Games like Sindome, the recently defunct Armageddon, and Torchship, the former two have 30+ year histories and controversy, don’t actually tell you much of anything. On a litteral level, you know that you can level skills. You know what stats you have. But how the stats, skill rolls, and such contribute to doing actions is a black box. In Sindome, posting that luck and inteligence contributes to stealth rolls is a forum bannable offense. Theres no where in game or otherwise that could lead you to that conclusion. Your supposed to build and play your character ‘natrually.’
Games like Torchship do tell you that, they still don’t tell you how a stealth roll works, just that it requires dex and sense?, and derives from the mobility skill. But how Mobility, Stealth, Dex, and Sense work to actually get RNG’d into a result, how often you check stealth, how light or opposing perception or smell effect it… only the devs who’ve looked at the code know. That also ignores the reality that there are real secrets that in many cases handfuls of real people out of thousands know the answers to, both mechanically and lore wise. This sortve stuff is facinating, even if I disagree with a chunk of it and surrounding rules on principle.
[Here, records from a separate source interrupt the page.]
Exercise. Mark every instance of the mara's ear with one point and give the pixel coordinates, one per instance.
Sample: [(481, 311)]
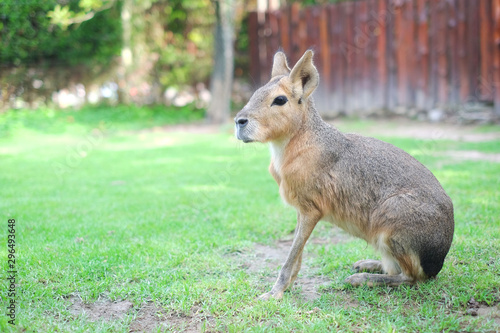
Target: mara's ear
[(304, 75), (280, 66)]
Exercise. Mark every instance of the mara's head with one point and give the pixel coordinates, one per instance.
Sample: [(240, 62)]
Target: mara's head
[(276, 110)]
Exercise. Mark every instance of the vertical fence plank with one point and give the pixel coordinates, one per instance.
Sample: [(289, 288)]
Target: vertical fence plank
[(381, 16), (392, 97), (294, 35), (422, 66), (486, 59), (336, 69), (375, 54), (285, 30), (440, 45), (350, 57), (325, 61), (462, 50), (473, 49), (453, 49), (496, 56), (253, 37)]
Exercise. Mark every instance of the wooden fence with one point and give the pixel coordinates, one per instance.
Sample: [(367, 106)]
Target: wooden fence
[(388, 54)]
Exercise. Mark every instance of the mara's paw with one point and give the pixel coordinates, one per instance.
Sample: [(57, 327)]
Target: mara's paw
[(358, 279), (368, 265)]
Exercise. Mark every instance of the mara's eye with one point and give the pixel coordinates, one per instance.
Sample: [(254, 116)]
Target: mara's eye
[(280, 100)]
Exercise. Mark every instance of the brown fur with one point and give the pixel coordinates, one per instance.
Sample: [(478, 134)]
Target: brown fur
[(367, 187)]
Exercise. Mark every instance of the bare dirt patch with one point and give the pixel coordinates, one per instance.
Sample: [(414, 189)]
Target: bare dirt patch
[(102, 310), (151, 318), (477, 309), (148, 318), (265, 260)]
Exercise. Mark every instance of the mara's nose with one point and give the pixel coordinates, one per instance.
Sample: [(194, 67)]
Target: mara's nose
[(241, 122)]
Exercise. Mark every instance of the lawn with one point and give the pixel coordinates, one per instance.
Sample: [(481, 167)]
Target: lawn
[(122, 226)]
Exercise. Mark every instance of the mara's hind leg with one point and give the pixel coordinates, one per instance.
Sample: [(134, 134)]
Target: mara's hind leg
[(368, 265), (372, 280), (399, 267)]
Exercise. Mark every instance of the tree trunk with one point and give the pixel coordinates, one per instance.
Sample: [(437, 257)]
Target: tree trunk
[(222, 77)]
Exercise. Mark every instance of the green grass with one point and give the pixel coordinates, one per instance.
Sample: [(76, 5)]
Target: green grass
[(105, 212)]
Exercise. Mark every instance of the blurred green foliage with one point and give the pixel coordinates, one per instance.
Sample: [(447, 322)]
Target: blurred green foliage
[(27, 36), (185, 48), (90, 32), (121, 117)]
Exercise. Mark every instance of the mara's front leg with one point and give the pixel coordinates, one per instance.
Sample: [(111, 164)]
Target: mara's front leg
[(289, 271)]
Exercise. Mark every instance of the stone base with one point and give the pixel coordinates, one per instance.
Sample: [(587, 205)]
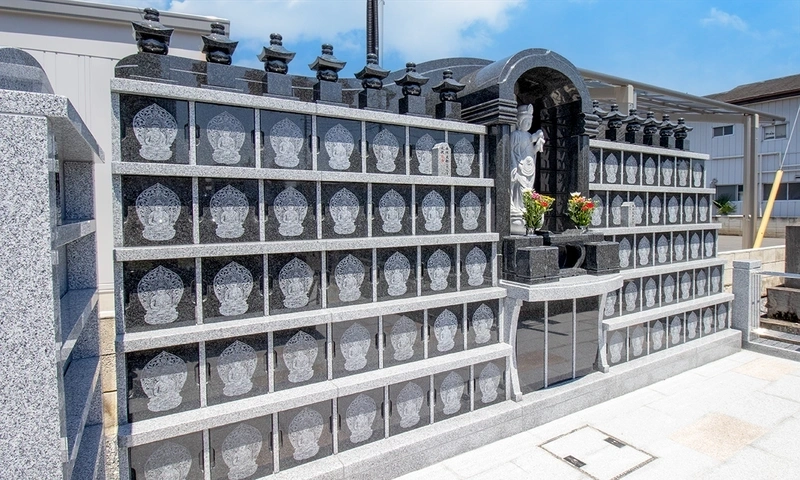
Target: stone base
[(330, 92), (371, 99), (448, 110), (411, 106), (783, 303), (602, 258), (278, 84)]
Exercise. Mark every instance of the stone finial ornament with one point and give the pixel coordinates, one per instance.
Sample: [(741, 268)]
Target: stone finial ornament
[(372, 74), (326, 65), (275, 57), (151, 36), (217, 47)]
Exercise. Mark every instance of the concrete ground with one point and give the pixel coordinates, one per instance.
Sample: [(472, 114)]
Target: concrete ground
[(728, 243), (736, 418)]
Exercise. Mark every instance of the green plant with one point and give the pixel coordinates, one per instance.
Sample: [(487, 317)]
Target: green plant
[(725, 205)]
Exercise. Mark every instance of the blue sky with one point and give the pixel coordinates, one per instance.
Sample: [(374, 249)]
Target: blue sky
[(694, 46)]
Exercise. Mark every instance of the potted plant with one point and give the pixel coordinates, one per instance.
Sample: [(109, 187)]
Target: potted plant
[(579, 210), (536, 205)]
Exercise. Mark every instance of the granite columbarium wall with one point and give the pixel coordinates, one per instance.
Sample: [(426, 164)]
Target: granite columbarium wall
[(322, 277), (51, 408)]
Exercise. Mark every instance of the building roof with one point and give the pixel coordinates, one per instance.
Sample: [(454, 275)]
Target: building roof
[(761, 91)]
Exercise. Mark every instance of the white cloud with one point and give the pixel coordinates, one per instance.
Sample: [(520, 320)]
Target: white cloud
[(723, 19)]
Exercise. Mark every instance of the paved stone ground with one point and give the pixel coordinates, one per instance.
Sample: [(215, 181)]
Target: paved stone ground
[(736, 418), (729, 243)]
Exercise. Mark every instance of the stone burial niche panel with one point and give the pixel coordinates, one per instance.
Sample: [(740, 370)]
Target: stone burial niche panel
[(178, 457), (291, 210), (421, 143), (242, 450), (305, 434), (355, 347), (294, 282), (225, 135), (286, 140), (391, 210), (233, 288), (236, 368), (162, 381), (360, 419), (409, 405), (158, 294), (153, 130), (386, 148), (228, 210), (344, 210), (339, 145), (156, 211), (300, 356)]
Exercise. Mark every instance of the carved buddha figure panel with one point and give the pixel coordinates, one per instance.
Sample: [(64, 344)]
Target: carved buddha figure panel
[(301, 356), (438, 269), (465, 148), (344, 210), (409, 402), (242, 450), (397, 273), (362, 419), (386, 148), (229, 210), (294, 282), (176, 458), (226, 135), (433, 210), (306, 434), (156, 211), (287, 140), (355, 348), (290, 209), (162, 381), (339, 145), (237, 368), (349, 277), (452, 393), (405, 337), (470, 210), (421, 143), (158, 294), (391, 210), (476, 271), (232, 287), (153, 130)]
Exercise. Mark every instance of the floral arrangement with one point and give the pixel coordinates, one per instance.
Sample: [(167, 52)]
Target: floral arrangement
[(536, 205), (580, 209)]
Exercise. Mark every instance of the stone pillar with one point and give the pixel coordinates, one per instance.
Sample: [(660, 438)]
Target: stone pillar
[(747, 295)]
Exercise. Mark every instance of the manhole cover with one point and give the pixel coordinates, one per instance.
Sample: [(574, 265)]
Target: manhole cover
[(597, 454)]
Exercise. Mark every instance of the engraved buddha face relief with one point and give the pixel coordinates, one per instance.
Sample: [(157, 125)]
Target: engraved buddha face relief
[(237, 365), (162, 380), (240, 450)]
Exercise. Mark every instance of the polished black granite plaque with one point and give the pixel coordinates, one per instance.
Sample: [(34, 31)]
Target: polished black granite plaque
[(237, 368), (225, 135), (300, 356), (386, 148), (228, 210), (162, 381), (242, 450), (156, 211), (233, 288), (179, 455), (360, 419), (153, 130), (286, 140), (158, 294)]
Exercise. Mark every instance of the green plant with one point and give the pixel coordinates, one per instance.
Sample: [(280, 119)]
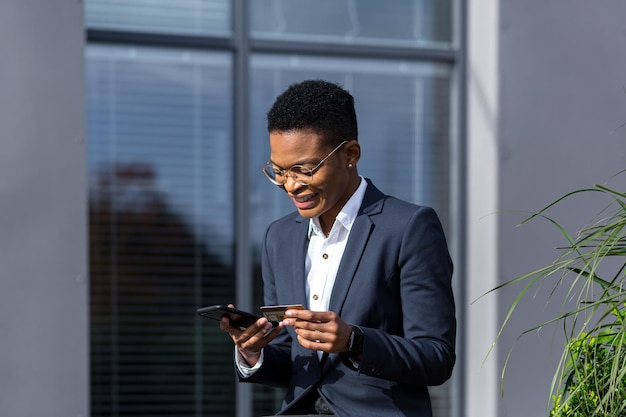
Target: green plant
[(591, 269)]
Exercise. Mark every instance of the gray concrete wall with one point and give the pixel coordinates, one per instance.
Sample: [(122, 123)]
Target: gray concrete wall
[(562, 72), (43, 241)]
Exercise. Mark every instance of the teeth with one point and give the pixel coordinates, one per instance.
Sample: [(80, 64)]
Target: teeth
[(303, 199)]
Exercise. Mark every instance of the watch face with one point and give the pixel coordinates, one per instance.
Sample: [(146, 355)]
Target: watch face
[(356, 341)]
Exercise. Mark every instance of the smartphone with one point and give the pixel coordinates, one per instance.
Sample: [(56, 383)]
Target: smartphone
[(277, 313), (237, 317)]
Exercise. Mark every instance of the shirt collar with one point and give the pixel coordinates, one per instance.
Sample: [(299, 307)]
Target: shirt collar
[(348, 213)]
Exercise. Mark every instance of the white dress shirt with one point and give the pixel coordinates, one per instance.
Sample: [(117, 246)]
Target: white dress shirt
[(323, 257)]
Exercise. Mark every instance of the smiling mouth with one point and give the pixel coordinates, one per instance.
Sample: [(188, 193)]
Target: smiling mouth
[(304, 199)]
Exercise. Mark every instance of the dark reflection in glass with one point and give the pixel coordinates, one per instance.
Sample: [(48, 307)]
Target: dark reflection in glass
[(150, 354)]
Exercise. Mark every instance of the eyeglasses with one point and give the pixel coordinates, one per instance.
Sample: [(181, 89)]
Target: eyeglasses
[(299, 173)]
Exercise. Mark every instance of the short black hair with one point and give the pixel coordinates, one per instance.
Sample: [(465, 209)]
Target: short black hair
[(322, 106)]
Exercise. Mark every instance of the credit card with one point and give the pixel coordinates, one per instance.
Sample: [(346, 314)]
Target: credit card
[(277, 313)]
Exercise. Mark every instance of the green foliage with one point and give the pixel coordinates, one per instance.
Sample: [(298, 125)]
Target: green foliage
[(589, 380), (593, 383)]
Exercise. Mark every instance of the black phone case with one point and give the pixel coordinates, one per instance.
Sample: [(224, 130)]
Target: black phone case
[(237, 317)]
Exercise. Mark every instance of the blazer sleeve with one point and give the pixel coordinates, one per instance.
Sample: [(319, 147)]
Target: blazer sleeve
[(421, 352)]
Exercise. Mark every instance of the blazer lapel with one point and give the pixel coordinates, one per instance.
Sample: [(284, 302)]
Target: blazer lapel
[(359, 235), (299, 243)]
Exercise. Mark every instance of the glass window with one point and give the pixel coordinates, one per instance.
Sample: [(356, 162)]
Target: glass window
[(161, 230), (182, 17), (399, 23)]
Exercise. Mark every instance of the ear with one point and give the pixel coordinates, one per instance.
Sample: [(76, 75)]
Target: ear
[(352, 151)]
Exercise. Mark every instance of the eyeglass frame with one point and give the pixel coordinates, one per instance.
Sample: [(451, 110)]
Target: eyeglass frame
[(287, 173)]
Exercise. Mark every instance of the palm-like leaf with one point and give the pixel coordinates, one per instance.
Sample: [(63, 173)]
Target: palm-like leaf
[(589, 379)]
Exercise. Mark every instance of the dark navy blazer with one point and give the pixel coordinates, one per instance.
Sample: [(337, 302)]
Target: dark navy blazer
[(394, 282)]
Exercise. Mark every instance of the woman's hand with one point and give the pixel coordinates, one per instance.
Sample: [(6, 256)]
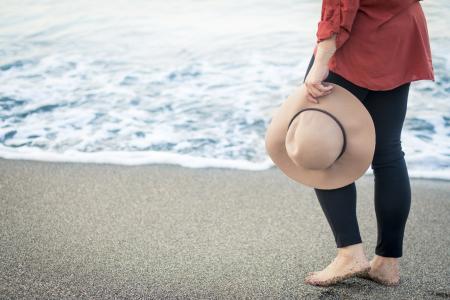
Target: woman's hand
[(313, 82)]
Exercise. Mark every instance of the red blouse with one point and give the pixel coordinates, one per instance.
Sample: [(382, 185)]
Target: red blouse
[(380, 44)]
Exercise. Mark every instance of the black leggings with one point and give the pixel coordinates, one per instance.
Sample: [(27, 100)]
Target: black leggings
[(392, 186)]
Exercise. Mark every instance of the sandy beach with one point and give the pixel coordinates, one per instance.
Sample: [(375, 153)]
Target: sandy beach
[(72, 230)]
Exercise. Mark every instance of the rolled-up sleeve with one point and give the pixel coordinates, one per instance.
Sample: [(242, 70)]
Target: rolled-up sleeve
[(337, 17)]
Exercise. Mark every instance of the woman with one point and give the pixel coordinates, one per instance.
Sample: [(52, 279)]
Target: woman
[(375, 49)]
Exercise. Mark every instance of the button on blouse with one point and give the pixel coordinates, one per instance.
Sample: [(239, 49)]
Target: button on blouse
[(380, 44)]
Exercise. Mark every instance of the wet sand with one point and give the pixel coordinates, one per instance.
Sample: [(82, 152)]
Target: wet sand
[(99, 231)]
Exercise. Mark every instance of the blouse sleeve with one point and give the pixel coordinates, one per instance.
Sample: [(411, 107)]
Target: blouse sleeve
[(337, 17)]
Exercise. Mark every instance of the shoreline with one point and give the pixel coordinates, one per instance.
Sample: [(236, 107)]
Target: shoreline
[(166, 231)]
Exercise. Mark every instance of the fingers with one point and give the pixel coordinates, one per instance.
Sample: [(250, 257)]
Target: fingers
[(311, 98), (316, 90)]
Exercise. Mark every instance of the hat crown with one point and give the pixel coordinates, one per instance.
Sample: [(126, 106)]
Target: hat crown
[(314, 139)]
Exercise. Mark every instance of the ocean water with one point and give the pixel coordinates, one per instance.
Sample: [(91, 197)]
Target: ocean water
[(189, 82)]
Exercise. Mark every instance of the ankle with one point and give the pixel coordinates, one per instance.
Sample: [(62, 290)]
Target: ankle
[(382, 260), (353, 251)]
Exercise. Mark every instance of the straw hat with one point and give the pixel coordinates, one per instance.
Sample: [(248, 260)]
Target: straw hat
[(326, 145)]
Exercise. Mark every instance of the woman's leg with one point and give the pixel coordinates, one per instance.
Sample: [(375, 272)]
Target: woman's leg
[(392, 186), (339, 205)]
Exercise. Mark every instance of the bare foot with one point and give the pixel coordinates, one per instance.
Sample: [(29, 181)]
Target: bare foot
[(349, 262), (384, 270)]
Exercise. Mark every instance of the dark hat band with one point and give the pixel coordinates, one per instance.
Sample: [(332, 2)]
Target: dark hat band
[(333, 117)]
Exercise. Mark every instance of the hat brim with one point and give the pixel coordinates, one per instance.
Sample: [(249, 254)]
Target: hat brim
[(359, 129)]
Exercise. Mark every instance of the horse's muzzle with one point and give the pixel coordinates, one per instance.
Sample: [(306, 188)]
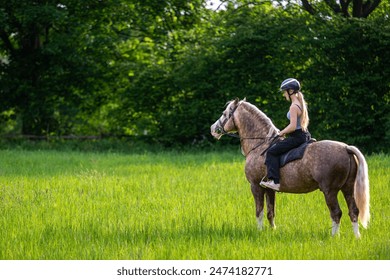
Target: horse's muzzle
[(216, 130)]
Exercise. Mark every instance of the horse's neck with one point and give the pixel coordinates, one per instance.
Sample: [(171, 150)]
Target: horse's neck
[(255, 129)]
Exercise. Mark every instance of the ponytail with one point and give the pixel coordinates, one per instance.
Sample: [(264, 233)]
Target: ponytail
[(305, 114)]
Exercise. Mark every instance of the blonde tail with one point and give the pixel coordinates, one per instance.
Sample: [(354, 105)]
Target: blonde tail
[(362, 187)]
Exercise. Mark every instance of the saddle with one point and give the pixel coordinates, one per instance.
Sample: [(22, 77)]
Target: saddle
[(294, 154)]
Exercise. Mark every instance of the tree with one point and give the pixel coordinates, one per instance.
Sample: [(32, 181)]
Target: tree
[(346, 8)]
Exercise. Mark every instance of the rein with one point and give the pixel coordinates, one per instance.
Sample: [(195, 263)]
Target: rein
[(234, 135)]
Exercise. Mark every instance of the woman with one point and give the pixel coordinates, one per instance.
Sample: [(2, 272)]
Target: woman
[(296, 130)]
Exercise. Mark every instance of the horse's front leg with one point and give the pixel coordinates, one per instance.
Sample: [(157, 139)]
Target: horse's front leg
[(258, 195), (270, 197)]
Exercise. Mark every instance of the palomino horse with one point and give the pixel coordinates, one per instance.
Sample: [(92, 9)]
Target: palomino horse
[(326, 165)]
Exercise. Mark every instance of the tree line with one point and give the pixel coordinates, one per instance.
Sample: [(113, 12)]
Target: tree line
[(163, 70)]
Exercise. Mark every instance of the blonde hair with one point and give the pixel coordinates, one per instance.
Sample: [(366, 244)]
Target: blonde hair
[(305, 114)]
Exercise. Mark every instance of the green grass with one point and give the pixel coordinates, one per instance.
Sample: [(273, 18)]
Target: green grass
[(169, 205)]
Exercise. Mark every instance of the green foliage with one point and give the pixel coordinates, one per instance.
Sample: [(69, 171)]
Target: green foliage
[(165, 69)]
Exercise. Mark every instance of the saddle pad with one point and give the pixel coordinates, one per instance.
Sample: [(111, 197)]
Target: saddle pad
[(294, 154)]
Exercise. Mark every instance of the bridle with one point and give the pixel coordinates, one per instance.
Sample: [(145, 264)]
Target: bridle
[(274, 138)]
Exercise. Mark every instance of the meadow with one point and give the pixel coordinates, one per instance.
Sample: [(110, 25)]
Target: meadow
[(58, 205)]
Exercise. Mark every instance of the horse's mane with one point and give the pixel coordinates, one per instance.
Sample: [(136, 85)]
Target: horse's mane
[(258, 114)]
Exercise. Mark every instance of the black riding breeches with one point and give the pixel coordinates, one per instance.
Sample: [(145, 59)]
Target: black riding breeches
[(272, 160)]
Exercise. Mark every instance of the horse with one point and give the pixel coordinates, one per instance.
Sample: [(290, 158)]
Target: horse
[(329, 166)]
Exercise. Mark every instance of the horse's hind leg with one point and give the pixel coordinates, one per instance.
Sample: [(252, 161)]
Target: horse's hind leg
[(347, 191), (258, 195), (335, 211), (270, 197)]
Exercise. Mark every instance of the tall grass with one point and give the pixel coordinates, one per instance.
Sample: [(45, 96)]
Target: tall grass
[(169, 205)]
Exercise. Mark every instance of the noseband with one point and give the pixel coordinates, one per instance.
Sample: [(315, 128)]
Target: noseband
[(271, 139), (222, 124)]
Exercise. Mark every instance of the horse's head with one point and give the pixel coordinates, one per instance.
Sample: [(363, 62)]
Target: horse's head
[(225, 124)]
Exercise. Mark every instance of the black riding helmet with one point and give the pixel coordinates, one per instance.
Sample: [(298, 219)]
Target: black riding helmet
[(290, 83)]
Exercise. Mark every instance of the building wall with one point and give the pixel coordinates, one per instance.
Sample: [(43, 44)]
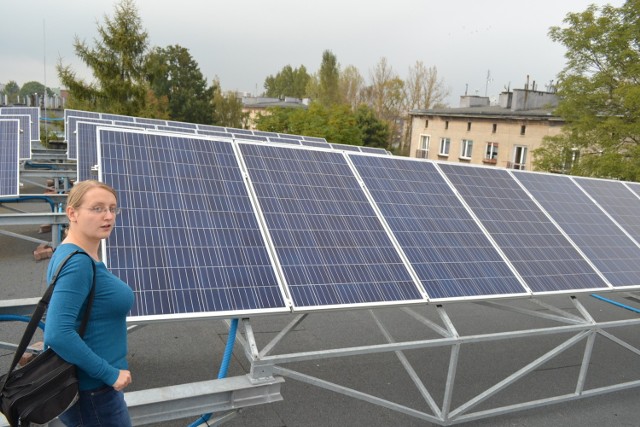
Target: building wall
[(508, 136)]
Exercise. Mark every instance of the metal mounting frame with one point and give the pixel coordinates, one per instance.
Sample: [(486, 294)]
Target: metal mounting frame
[(581, 327)]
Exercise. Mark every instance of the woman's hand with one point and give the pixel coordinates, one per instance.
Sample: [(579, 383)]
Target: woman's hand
[(124, 379)]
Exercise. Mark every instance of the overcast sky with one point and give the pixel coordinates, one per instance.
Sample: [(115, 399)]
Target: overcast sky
[(244, 41)]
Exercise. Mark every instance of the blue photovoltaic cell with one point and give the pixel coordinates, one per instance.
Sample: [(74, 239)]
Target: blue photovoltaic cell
[(331, 246), (187, 240), (602, 242), (9, 147), (72, 135), (537, 249), (24, 146), (87, 149), (34, 120), (447, 249), (614, 197)]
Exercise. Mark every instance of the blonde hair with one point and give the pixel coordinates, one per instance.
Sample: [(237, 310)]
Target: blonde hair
[(77, 193)]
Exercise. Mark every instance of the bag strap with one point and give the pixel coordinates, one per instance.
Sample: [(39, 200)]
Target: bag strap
[(42, 306)]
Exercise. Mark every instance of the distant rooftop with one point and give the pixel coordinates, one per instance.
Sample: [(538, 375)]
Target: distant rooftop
[(519, 102)]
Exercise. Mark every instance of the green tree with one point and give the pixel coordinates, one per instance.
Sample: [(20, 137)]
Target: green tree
[(337, 124), (227, 109), (288, 82), (12, 90), (173, 73), (329, 80), (351, 86), (375, 133), (599, 91), (117, 63)]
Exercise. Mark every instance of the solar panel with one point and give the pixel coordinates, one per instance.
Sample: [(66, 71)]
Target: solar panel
[(332, 247), (316, 144), (24, 137), (446, 247), (537, 249), (117, 117), (71, 131), (86, 137), (345, 147), (215, 133), (373, 150), (285, 140), (34, 120), (604, 244), (188, 240), (247, 137), (313, 138), (617, 200), (9, 147), (176, 129)]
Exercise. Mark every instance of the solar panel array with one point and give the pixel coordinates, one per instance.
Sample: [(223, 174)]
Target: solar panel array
[(34, 118), (214, 225), (24, 137), (87, 157), (9, 147), (73, 116), (602, 241)]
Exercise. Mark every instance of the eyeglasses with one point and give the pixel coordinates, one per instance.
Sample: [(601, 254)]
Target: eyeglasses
[(101, 210)]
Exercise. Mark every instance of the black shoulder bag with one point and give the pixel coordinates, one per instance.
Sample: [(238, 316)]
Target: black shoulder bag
[(47, 386)]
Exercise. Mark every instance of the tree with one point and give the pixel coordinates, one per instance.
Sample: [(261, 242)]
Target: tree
[(288, 82), (599, 91), (173, 73), (375, 133), (33, 87), (329, 80), (117, 63), (423, 89), (227, 109), (337, 124), (12, 90), (351, 86)]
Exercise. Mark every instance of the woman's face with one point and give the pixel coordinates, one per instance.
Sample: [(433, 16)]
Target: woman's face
[(94, 218)]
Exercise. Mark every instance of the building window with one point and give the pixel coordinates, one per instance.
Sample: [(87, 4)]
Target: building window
[(423, 150), (445, 144), (519, 158), (491, 153), (466, 149)]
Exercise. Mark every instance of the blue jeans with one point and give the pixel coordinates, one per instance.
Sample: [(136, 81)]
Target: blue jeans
[(102, 407)]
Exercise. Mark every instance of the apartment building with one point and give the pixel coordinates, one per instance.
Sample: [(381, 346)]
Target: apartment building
[(503, 135)]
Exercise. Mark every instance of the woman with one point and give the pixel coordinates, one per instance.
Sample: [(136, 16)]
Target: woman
[(100, 355)]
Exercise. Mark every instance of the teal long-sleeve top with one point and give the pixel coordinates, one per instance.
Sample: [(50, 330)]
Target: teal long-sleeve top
[(102, 352)]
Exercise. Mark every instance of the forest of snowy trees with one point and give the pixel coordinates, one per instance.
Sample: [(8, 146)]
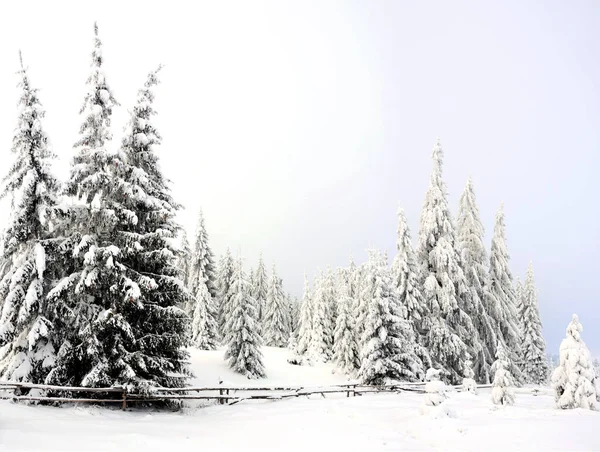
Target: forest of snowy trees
[(101, 286)]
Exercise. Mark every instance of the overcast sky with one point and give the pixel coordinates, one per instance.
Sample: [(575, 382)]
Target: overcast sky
[(299, 127)]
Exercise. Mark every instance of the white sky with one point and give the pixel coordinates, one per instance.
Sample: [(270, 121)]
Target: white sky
[(299, 126)]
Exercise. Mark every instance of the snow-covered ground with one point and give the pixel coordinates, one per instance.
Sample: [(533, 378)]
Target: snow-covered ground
[(369, 423)]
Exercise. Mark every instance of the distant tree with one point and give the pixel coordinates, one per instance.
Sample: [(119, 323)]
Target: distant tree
[(305, 329), (243, 347), (473, 256), (345, 348), (574, 380), (502, 386), (535, 363), (260, 289), (451, 336), (388, 352), (27, 348), (500, 300), (276, 320)]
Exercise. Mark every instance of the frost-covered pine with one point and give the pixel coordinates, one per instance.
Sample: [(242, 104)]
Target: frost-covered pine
[(27, 345), (503, 384), (276, 320), (451, 335), (119, 298), (473, 255), (305, 328), (388, 340), (321, 345), (345, 348), (224, 281), (500, 299), (469, 384), (260, 288), (205, 330), (435, 389), (574, 380), (535, 363), (243, 346), (202, 260), (184, 258)]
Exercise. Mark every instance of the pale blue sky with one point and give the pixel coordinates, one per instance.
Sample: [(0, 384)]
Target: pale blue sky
[(300, 126)]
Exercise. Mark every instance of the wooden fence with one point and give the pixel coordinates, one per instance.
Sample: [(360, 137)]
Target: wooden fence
[(222, 394)]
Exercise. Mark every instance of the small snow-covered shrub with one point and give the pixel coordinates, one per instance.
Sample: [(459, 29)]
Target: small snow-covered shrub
[(574, 380)]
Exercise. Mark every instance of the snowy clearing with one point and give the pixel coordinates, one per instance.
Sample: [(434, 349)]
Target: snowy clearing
[(372, 422)]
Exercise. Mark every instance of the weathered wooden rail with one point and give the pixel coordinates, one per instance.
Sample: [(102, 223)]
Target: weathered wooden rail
[(226, 394)]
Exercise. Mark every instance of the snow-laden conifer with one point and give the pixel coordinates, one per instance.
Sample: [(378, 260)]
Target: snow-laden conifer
[(205, 330), (345, 348), (470, 233), (451, 335), (535, 363), (305, 328), (27, 346), (388, 340), (503, 384), (260, 288), (321, 346), (244, 342), (202, 260), (499, 297), (224, 280), (276, 319), (574, 379)]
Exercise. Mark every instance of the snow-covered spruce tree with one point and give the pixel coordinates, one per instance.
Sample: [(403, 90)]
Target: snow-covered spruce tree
[(321, 346), (468, 383), (502, 386), (535, 363), (184, 258), (260, 288), (118, 300), (205, 330), (202, 260), (574, 379), (224, 281), (470, 233), (243, 347), (451, 335), (499, 297), (388, 339), (406, 283), (305, 322), (276, 319), (27, 347), (345, 348)]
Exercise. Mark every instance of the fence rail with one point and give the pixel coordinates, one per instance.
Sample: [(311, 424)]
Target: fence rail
[(226, 394)]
Games like Arm on the other hand are based in existing popular mud engine DIKU, hide more in the realm of the extremities of its world and mmechanics. How magic work, what magic exists, and how to become someone who can wield it are hidden. You have to learn by experiencing it, or dying to it, at which point your character is dead forever. Reroll, even if you spent years playing them. Spells that require admin involvment that transcend the rules of what would otherwise be possible? A GM controlling a clone of a player character and players realizing that they are being tricked because of the change in dialect? Its crazy what you can do when you keep secrets like this.